Ablation studies: showing the effect of layers used for finetuning the model and query refinement on the final results using the CRC dataset [9]

4.3 Ablation Studies

We analysed two aspects for the ablation purpose on the final results. The layers used for finetuning and the effect of query refinement. Figure 6 shows the results of the ablation study performed on the CRC dataset [9].

For the finetuning experiment, we compared the performance obtained by finetuning layer4.0 of ResNet-18 and finetuning layer4.1 of ResNet-18. The model finetuned from layer4.0 reached the desired accuracy faster (20 sessions earlier) than the one finetuned from layer4.1. However, the number of trainable parameters resulting in finetuning from layer4.0 is about \(78\%\) more than layer4.1. This would increase both the time duration between every feedback session and memory for training. Hence we chose layer4.1 by prioritising the efficiency and time over the number of feedback sessions taken to achieve the desired accuracy.
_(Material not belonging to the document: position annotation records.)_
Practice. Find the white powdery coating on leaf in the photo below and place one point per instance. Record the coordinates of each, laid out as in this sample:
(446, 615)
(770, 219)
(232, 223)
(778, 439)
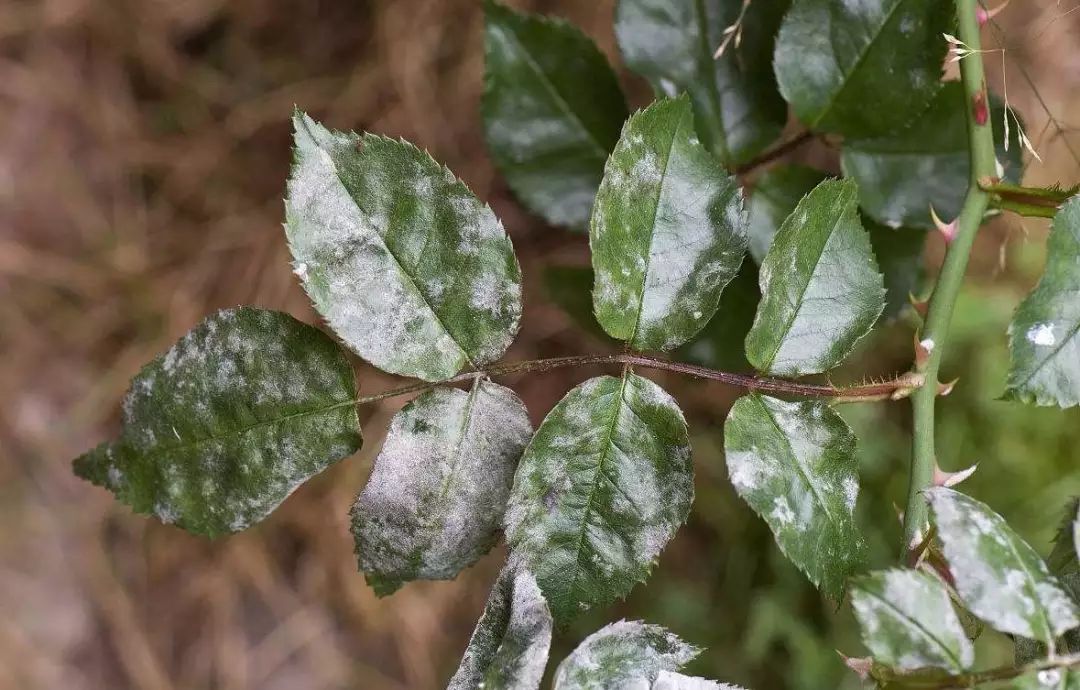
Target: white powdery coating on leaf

We also analysed the effect of query refinement on the final results. It was observed that experiments without query refinement initially had good accuracy, but it saturates within 50 feedback sessions. The experiments performed using query refinement had a low initial accuracy but continued to increase over feedback sessions.

5 Conclusion

We propose expert feedback-driven interactive learning, which effectively reduces the requirement of large amounts of patch-level annotated images for a deep-learning-based WSI analysis. Our technique also assists WSI tumor(anomalous) region annotations and WSI diagnosis with minimal expert involvement. The proposed technique requires multiple rounds of expert feedback on informative patches selected using a novel method of sampling from a ranked list of patches. Experimentation results show that the proposed technique required only \(5\%\) of the total annotated patches to achieve state-of-the-art results. Experimentation on WSI annotation shows that the proposed technique reduces the expert efforts by requiring feedback of only 250 patches which is about \(2\%\) of total patches per slide, to obtain segmentation outputs with \(85\%\) IOU. Inter slide annotation results also show that the proposed technique can annotate anomalous regions across multiple slides using a single slide under review. These annotated data can further be refined and used to build AI models aimed at being used as potential prognostic and diagnostic tools.